Wearing shorts in the summer or a fancy dress for a night out are things most people simply take for granted. Most cannot imagine a situation that would prevent them from donning shorts on a sweltering 98-degree July afternoon or a little black dress that hits just above the knee for a date or night out with the girls.
However, for people with varicose veins and venous insufficiency, these are things that individuals deal with on a daily basis—and something the Vein Center at Brinton Lake is working to change.
“Many patients don’t wear shorts,” explains Chad Brecher, M.D. “Or [they] haven’t gone to the beach in years because they are so mortified about having these large varicose veins that are very treatable.”
Unfortunately, while almost half of the U.S. population suffers from venous disease—50 to 55 percent of women and 40 to 45 percent of men—many aren’t aware of and are afraid to utilize the available options that innovative outpatient centers such as the Vein Center at Brinton Lake in Glen Mills provide.
“Many people are simply not aware that they now have really great options that are minimally invasive and usually covered by insurance” explains Kurt Muetterties, M.D., who founded the center in 2006. “I believe they often have misconceptions from past experiences when treatments were much more invasive and less effective”
Chronic venous disease, while a cosmetic issue with noticeable, bulging veins from the legs, is a medical issue that can significantly impair the quality of life, a condition resulting from decreased blood flow from the leg veins up to the heart with pooling of blood in the veins. Typically strong, one-way valves in the veins keep the blood flowing toward the heart, but when the valves become weak they don’t close properly and allow blood to flow backwards, causing the veins to become elongated, rope like, bulged and thickened.
Instead of ignoring their symptoms—aching pains, easily tired legs, leg heaviness—it is ideal for patients to get treatment as early on as possible not only for the cosmetic benefits but the health benefits as well.
At the Vein Center at Brinton Lake, the three doctors—Drs. Muetterties, Brecher and Lance Becker, M.D.—are all board certified and individually subspecialty trained, providing the most comprehensive and complete treatment for their patients.
“[We] really believe strongly that in order to treat venous disease, the approach you need to have is with a diverse skill set,” explains Dr. Becker. “With our expertise we can make the most effective treatment for the most complex diseases and minimize reoccurrence of the disease at the same time. We feel strongly that without the full complement of techniques that are offered in a center like ours, patients may not get optimal care or complete treatment.”

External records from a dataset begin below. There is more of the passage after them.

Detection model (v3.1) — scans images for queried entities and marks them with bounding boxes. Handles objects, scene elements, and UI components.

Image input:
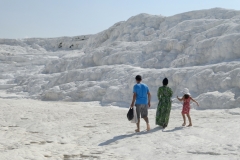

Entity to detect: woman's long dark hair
[184,94,190,99]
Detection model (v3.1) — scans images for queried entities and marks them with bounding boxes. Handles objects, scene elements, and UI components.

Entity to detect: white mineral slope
[0,99,240,160]
[0,8,240,109]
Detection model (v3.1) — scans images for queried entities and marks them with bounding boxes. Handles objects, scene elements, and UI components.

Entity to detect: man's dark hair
[163,78,168,86]
[135,75,142,81]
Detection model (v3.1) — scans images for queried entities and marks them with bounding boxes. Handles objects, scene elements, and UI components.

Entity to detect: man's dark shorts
[135,104,148,119]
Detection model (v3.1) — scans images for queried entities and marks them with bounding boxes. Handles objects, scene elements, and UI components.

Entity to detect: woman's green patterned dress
[156,86,173,128]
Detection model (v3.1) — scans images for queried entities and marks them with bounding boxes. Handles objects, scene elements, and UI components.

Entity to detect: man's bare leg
[135,118,140,132]
[143,117,150,131]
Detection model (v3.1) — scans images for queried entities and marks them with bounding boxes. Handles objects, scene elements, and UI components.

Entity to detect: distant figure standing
[131,75,151,132]
[156,78,173,128]
[177,88,199,127]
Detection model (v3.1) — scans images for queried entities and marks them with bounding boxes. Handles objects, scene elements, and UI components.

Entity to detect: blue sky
[0,0,240,38]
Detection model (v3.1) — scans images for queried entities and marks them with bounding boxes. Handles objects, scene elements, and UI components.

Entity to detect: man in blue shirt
[131,75,151,132]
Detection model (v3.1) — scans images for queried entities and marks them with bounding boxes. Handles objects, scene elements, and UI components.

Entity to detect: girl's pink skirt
[182,106,190,114]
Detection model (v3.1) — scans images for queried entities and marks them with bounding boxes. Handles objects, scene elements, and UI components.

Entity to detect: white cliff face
[0,8,240,109]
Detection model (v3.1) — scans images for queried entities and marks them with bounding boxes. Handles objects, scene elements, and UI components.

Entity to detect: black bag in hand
[127,108,133,121]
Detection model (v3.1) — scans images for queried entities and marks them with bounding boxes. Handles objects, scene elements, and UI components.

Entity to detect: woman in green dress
[156,78,173,128]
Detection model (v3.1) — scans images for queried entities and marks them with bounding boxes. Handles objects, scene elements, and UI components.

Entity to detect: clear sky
[0,0,240,38]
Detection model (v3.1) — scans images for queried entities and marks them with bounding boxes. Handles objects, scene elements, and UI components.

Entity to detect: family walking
[131,75,199,132]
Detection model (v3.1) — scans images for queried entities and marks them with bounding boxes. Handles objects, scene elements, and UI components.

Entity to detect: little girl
[177,88,199,127]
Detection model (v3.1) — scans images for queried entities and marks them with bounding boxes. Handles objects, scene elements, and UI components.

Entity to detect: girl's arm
[177,96,184,101]
[190,97,199,106]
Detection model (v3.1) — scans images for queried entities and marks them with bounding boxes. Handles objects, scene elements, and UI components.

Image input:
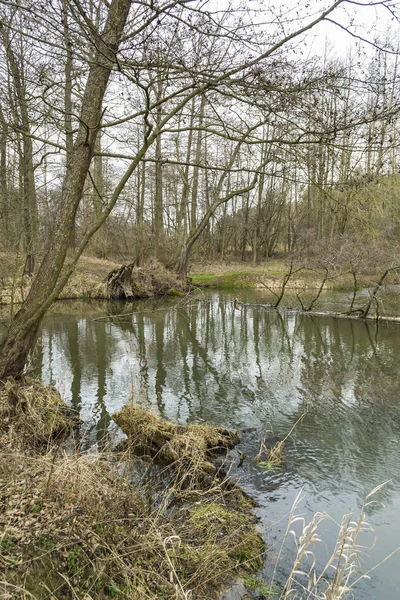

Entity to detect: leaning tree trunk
[0,0,131,382]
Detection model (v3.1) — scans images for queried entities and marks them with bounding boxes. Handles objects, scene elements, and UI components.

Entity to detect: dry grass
[257,484,400,600]
[112,402,239,489]
[0,454,264,600]
[0,390,264,600]
[0,377,72,450]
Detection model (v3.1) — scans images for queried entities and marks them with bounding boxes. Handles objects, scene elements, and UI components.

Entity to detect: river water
[0,292,400,600]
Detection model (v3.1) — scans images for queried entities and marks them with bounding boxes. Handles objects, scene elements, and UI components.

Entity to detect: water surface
[0,292,400,600]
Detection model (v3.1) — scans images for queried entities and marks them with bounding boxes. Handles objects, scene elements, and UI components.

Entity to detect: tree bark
[0,0,131,382]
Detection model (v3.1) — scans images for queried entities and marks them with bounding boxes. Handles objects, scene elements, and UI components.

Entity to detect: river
[0,291,400,600]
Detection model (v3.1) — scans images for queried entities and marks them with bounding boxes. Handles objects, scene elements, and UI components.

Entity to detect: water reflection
[22,294,400,600]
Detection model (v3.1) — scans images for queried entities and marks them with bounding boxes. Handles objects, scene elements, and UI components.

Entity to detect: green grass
[192,271,259,290]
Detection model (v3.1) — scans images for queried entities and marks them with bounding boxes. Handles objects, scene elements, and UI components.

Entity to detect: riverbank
[190,261,399,291]
[0,380,264,600]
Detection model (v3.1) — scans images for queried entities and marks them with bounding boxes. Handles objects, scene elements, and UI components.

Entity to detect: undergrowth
[0,382,264,600]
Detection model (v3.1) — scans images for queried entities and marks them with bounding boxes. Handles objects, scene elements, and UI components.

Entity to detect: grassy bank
[190,261,390,291]
[0,381,264,600]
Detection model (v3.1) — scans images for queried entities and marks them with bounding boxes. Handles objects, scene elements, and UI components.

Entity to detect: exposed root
[106,261,187,300]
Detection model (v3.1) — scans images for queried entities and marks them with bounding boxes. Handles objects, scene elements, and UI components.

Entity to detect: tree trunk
[0,0,131,382]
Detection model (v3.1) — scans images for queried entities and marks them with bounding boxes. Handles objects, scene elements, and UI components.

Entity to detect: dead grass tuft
[0,394,264,600]
[112,402,239,488]
[0,453,264,600]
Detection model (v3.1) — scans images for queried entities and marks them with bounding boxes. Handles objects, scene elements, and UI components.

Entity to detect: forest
[0,0,400,600]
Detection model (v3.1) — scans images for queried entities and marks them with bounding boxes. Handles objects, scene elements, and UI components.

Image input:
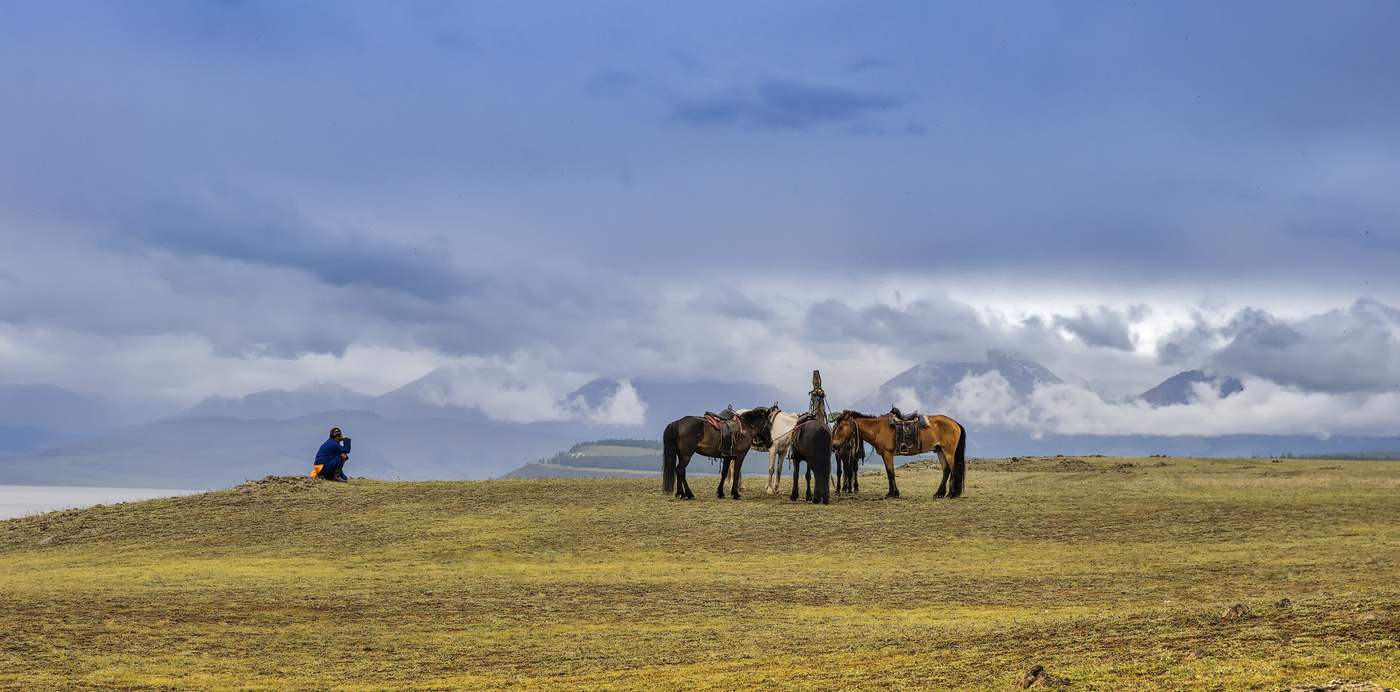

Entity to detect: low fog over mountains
[0,350,1400,487]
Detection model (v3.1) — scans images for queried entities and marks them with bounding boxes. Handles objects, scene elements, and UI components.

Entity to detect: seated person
[311,427,350,483]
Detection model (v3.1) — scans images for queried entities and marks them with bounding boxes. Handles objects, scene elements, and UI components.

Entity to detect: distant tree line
[564,440,661,454]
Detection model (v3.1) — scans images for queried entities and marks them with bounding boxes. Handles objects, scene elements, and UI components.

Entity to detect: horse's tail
[661,420,680,493]
[948,420,967,497]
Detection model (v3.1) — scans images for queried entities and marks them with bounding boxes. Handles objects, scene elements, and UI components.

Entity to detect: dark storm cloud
[1156,312,1219,367]
[112,199,476,301]
[673,80,903,130]
[1214,300,1400,394]
[802,298,987,352]
[1053,305,1133,350]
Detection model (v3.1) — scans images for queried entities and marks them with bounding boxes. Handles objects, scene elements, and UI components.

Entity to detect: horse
[832,437,865,494]
[753,403,797,494]
[832,409,967,499]
[788,417,832,504]
[661,406,770,500]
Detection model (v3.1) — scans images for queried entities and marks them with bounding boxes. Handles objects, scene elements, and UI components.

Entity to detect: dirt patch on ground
[969,457,1097,473]
[232,476,325,494]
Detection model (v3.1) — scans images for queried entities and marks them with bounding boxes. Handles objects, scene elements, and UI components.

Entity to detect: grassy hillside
[0,458,1400,691]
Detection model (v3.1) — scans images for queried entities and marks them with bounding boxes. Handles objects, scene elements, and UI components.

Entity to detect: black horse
[788,416,832,504]
[661,406,771,500]
[832,438,865,494]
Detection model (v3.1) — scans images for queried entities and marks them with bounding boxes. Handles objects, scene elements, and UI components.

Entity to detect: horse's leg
[763,443,787,494]
[729,452,748,500]
[676,452,696,500]
[934,444,953,499]
[879,450,899,500]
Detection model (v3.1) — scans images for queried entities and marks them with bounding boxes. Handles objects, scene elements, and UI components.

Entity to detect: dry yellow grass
[0,458,1400,691]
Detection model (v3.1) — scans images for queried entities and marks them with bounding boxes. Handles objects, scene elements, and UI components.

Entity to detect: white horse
[752,406,797,494]
[724,403,797,494]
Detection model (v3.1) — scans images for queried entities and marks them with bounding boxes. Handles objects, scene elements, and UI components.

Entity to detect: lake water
[0,485,204,520]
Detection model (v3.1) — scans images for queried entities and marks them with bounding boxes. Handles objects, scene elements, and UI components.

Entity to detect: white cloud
[584,380,647,426]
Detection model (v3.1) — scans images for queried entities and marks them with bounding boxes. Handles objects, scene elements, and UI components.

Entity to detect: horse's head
[735,405,777,450]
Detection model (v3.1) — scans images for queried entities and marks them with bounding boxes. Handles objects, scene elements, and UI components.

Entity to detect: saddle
[704,406,743,457]
[889,406,928,455]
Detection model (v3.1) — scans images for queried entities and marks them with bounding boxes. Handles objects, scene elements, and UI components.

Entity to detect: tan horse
[832,410,967,497]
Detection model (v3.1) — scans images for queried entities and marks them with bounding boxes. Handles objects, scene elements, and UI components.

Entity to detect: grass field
[0,458,1400,691]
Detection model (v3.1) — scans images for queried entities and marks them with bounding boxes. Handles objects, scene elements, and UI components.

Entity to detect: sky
[0,1,1400,434]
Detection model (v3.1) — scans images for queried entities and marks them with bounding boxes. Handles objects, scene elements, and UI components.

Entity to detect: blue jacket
[316,437,350,465]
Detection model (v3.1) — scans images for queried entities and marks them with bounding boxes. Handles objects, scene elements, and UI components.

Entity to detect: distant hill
[1138,370,1245,406]
[0,382,167,454]
[0,410,571,487]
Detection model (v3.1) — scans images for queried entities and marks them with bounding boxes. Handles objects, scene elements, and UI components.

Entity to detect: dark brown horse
[788,416,832,504]
[832,437,865,494]
[661,406,770,500]
[832,410,967,497]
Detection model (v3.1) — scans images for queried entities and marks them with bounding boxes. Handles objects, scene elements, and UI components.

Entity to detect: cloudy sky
[0,0,1400,434]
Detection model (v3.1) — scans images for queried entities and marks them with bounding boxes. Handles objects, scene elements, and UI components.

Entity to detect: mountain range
[0,357,1400,487]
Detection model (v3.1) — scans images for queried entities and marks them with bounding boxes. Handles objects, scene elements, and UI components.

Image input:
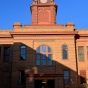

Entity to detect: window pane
[4,47,10,55]
[20,71,25,83]
[64,70,70,84]
[87,46,88,60]
[36,54,40,59]
[0,47,1,59]
[63,54,67,59]
[48,54,52,65]
[20,55,26,60]
[42,54,46,65]
[48,47,52,52]
[63,48,67,53]
[21,49,26,54]
[62,45,68,59]
[42,59,46,65]
[78,46,84,60]
[42,54,46,59]
[36,47,40,53]
[21,46,26,48]
[4,56,9,62]
[42,45,46,52]
[36,59,40,65]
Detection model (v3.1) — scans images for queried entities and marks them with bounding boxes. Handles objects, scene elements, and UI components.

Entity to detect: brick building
[0,0,88,88]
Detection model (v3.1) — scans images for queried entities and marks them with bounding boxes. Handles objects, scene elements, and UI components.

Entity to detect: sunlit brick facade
[0,0,88,88]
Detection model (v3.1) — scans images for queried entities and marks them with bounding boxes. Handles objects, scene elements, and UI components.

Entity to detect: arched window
[20,45,26,60]
[36,45,52,66]
[62,45,68,59]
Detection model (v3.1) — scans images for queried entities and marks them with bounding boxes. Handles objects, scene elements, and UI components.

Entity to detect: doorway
[34,80,55,88]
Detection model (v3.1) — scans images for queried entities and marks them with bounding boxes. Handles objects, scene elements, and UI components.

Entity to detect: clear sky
[0,0,88,30]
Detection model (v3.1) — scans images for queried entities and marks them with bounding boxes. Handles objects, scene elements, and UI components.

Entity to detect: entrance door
[35,80,55,88]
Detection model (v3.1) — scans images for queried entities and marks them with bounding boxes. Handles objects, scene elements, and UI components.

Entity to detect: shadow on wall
[0,42,84,88]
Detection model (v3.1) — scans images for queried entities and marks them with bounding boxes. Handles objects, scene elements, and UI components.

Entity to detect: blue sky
[0,0,88,30]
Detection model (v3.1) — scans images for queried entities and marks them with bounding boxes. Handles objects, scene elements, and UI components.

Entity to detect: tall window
[64,70,70,84]
[36,45,52,66]
[62,45,68,59]
[20,45,26,60]
[78,46,84,60]
[4,47,10,62]
[19,71,25,83]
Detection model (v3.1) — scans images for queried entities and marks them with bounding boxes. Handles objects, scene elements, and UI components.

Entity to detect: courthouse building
[0,0,88,88]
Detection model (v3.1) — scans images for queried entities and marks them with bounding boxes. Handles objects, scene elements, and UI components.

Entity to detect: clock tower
[30,0,57,25]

With their diverse background and varied training, the doctors provide a variety of services and procedures to their clients—venous ablation, ambulatory phlebectomy and injection sclerotherapy—all of which are minimally invasive and are done as outpatient procedures.
A Portable Practice
Unfortunately, while the United States has an extremely advanced health care system that has allowed practices such as this to flourish and treat patients in need, many developing countries don’t offer access to the same extensive treatment.
Realizing that this debilitating disease still exists (and, is usually more prevalent) in developing countries, Drs. Muetterties and Brecher have taken the practice on the road. They have traveled to places such as Honduras, Mexico and the Dominican Republic to provide free venous medical care to those individuals who would have otherwise never had access to it.
“What’s wonderful about our practice is that it’s very portable,” says Dr. Muetterties. “We have technology we can transport to pretty remote areas and we can perform our procedures and treat their venous insufficiencies right there. When we arrived on the first day we show up to a Red Cross center and there are over 100 people that are lined up sleeping overnight in the pouring rain to be seen.”
In the developing countries in Central and South America where these people live, lifestyle plays a large role in the onset and progression of these conditions. Simply having to stand and work on their feet for hours and days at a time can exaggerate the underlying disease, therefore compounding the problem of not having access or knowledge of appropriate care.
“Without treatment these patients will often go on to have serious problems, problems you may not see as much of in the U.S.,” adds Dr. Brecher. “This included breakdown of the skin and infections. It’s frustrating because it doesn’t take a lot to help prevent these things. Even in the short period of time we are down there, the benefits for them are extraordinary.”
Luckily, with individuals such as Drs. Muetterties and Brecher and the foundations such as the Hackett Hemwall Foundation that sponsor the mission trips and clinics, people in developing countries are seeing more of the proper care and treatment that is necessary to improving their lives.
“It’s been extremely gratifying on a personal level to go and interact with these people in these cultures and really impact their lives,” reflects Dr. Muetterties. “The people we meet are unbelievably grateful that somebody cares enough about them to treat them and see them.”
Patients living in these faraway countries aren’t the only ones who benefit from the mission work.
“It’s a different level of severity of disease,” says Dr. Brecher. “It gives you a great appreciation of the morbidity associated with the disease. You get an appreciation for the fact that if these diseases are ignored, they never get better; they just get worse.”
Adds Dr. Muetterties: “As a physician, no matter what your specialty is, the more pathology and the more patients you see and the more interaction you have, they build your experience and help fine-tune your understanding.”